3.      O conceito de infracção única visa uma situação na qual várias empresas participaram numa infracção que consiste num comportamento continuado que prosseguiu uma única finalidade económica com o intuito de falsear a concorrência ou ainda em infracções individuais ligadas entre si através de uma identidade de objecto (mesma finalidade de conjunto dos elementos) e de sujeitos (identidade das empresas em causa, conscientes de participarem no objecto comum). Esta interpretação não pode ser contestada com base no facto de um ou diversos elementos dessa série de actos ou desse comportamento continuado também poderem constituir, só por si, uma violação do artigo 81.° CE. Quando as diferentes acções se inscrevem num «plano de conjunto» em razão do seu objecto idêntico que falseia o jogo da concorrência no interior do mercado comum, a Comissão pode imputar a responsabilidade por essas acções em função da participação na infracção considerada no seu todo. Para que diversas actuações sejam qualificadas de infracção única e continuada, importa verificar se apresentam um nexo de complementaridade entre si, no sentido de que cada uma se destina a fazer face a uma ou mais consequências do jogo normal da concorrência, e se contribuem, interagindo entre si, para a realização do conjunto dos efeitos anticoncorrenciais pretendidos pelos seus autores, no quadro de um plano global que visa um objectivo único. A este respeito, há que ter em conta todas as circunstâncias susceptíveis de demonstrar ou de pôr em causa o referido nexo, como o período de aplicação, o conteúdo, incluindo os métodos empregues, e, correlativamente, o objectivo das diversas actuações em questão.

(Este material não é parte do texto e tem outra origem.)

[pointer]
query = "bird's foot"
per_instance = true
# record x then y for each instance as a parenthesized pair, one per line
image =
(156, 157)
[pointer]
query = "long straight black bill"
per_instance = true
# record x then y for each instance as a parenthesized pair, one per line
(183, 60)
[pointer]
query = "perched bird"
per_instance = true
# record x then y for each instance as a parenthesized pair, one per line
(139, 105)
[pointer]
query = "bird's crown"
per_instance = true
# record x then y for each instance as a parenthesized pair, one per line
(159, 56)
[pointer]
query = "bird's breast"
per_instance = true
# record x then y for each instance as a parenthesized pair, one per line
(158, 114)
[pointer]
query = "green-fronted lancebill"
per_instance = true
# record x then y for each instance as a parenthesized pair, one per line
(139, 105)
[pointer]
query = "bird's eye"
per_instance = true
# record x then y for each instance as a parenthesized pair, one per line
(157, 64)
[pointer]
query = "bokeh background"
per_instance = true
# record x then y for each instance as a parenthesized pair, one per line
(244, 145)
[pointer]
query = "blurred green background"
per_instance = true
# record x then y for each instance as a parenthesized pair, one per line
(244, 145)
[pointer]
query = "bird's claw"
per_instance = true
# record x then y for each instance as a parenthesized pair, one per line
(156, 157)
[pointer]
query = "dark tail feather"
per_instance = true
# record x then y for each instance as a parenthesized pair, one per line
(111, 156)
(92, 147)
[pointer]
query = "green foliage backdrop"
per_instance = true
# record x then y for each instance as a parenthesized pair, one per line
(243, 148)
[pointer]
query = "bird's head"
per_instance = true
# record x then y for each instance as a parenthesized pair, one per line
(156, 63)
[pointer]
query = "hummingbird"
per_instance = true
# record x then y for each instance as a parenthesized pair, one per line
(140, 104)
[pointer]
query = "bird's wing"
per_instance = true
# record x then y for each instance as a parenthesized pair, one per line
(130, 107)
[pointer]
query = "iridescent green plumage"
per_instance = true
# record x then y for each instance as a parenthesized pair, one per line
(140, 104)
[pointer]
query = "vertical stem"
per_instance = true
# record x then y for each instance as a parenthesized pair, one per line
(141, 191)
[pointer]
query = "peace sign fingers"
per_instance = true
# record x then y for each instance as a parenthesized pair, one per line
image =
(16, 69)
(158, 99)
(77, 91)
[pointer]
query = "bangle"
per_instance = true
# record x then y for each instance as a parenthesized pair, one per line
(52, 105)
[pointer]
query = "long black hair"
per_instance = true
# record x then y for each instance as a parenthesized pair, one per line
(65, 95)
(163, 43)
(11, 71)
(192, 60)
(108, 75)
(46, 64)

No que respeita aos comportamentos que consistem na organização regular, ao longo de vários anos, de contactos multi e bilaterais entre produtores concorrentes, cujo objecto era a definição de práticas ilícitas, destinadas a organizar artificialmente o funcionamento do mercado das ligações em cobre, designadamente a nível dos preços, o facto de determinadas características ou a intensidade dessas práticas se terem modificado após as inspecções da Comissão não é relevante, dado que o objectivo das práticas anticoncorrenciais não se alterou, isto é, a concertação no que respeita aos preços das ligações. A este respeito, é plausível que, após as inspecções da Comissão, o cartel tenha ficado menos estruturado e tenha tido uma actividade de intensidade mais variável. Todavia, o facto de um cartel poder ter períodos de actividade de intensidade variável não implica a conclusão de que cessou.

(cf. n.os 86‑88, 91, 105)

4.      Para demonstrar a participação de uma empresa num acordo anticoncorrencial, a Comissão tem de provar que a empresa quis contribuir, através do seu próprio comportamento, para os objectivos comuns prosseguidos por todos participantes e que tinha conhecimento dos comportamentos materiais planeados ou postos em prática por outras empresas na prossecução dos mesmos objectivos, ou que, razoavelmente, os podia prever e estava pronta a aceitar o risco. O facto de uma empresa não ter participado em todos os elementos constitutivos de um cartel não é pertinente para efeitos da determinação da existência de uma infracção por ela cometida. Este elemento apenas deve ser tomado em consideração quando da apreciação da gravidade da infracção e, se for caso disso, da determinação do montante da coima.

(cf. n.os 89‑90)

5.      Se vários destinatários de uma decisão que aplica uma coima por infracção às regras da concorrência constituírem uma «empresa», no sentido da entidade económica responsável pela infracção punida, na data em que foi adoptada essa decisão, o limite de 10% previsto no artigo 23.°, n.° 2, do Regulamento n.° 1/2003 pode ser calculado com base no volume de negócios global dessa empresa. Em contrapartida, se essa entidade económica for cindida para constituir duas entidades distintas no momento da adopção da decisão, cada destinatário da decisão tem direito a que lhe seja individualmente aplicado o referido limite.